What began as a trickle in the mid-1980s — characterized by early adopters who paid upwards of $1,500 to buy a 10 pound “cellular bag phone” for their cars — has become a tidal wave of wireless connectivity. The Cellular Telecommunications Industry Association, a non-profit representing the wireless industry, reports that by 2012 more than 326.4 million Americans were connected with one another and with the Internet. Today the sheer number of wireless devices exceeds the entire population of the U.S.
Teenagers account for the most dramatic new dynamic in the wireless market with a full 74 percent using their cell phones to access the Internet. One in four report to the Pew Research Center they “most often” access Internet resources via their cellular phones.
As these teens head off to college they bring with them the expectation that their chosen college or university will accommodate their smart phones and their customary habits of using the Internet. Students’ strong desire to use their own wireless device has become so pervasive that it has been given a name: “bring your own device” (BYOD). For university IT departments this trend initially created a profusion of technical challenges. Many institutions restricted students to using only “approved” laptops and wireless devices. Those whose IT policies prohibited BYOD faced the greatest test.
Today, the Tide Has Turned
University IT departments were once the rulers of their networks and ultimate authorities controlling access to the Internet and other digital assets. Now they recognize the need expressed by students for BYOD. The Educause Center for Applied Research points out that students believe the use of technology is critical to their academic success and planning for the future. Having access to electronic textbooks, course registration tools, academic research and social interaction are all essential parts of today’s college life.

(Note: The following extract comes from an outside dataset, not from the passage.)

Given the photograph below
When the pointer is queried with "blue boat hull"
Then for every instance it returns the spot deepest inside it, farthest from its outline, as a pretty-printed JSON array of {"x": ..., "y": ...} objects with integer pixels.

As a result most university IT practices are evolving. Where BYOD was once forbidden, institutions gradually moved to allow it with certain restrictions. Never to fall behind demand, most stepped up to student expectations and began to enable BYOD by upgrading their wired and wireless networks. Now, most have finished the voyage by passing the landmarks of encouraging BYOD and, for some, even requiring it.
Security Issues Abound
Much of this difficulty in navigating BYOD has revolved around security. Preventing data breaches and leaks involves much more than simply using a MAC address or token along with a password. In most cases each student and each device is registered in a database, allowing group policies that limit access to specific digital resources. Yet far more security infrastructure is needed, and that need has spawned the mobile device management (MDM) market. BlackBerry, for example, is sometimes credited with the birth of the BYOD trend in the 1990s when people began checking their business email from their personal BlackBerry.
Today BlackBerry MDM provides a suite of software universities use to manage security issues; from the most basic level to even the highest security needs, such as those of government defense agencies. It is capable of managing an overwhelming fleet of tens of thousands of wireless Android, iOS and BlackBerry devices.
BlackBerry MDM can implement various levels of security that address scores of key concerns such as:
- Mobile hot spot and tethering — enabling or disabling
- Password issues — length, age and complexity of passwords, maximum password entry attempts, security timeout length, prohibition against re-using old passwords.
- Workspace issues (where the device does runs apps and does computation) — ability to “wipe” the work space after a specified of time, control over allowing personal apps to interact with university resources, requiring two-factor authentication at log-on.
- Connectivity — enabling/disabling connectivity when roaming away from the university’s Wi-Fi, enabling and disabling access to cloud storage.
Yet Problems Still Linger
The BYOD phenomenon also brings privacy issues. Does the university have access to private information on a student’s smartphone? Can it monitor email sent through university networks? Can it limit access to specific web sites or types of content?
BYOD is a wave still rolling across higher education. A recent survey financed by Sprint Higher Education Solutions asked 50 CIOs at universities to answer a question with a single word: “Does your university have an official BYOD policy?” Only 24 percent answered “Yes.” There’s still a great deal for the rest to do as BYOD continues to grow into still unimaginable new forms.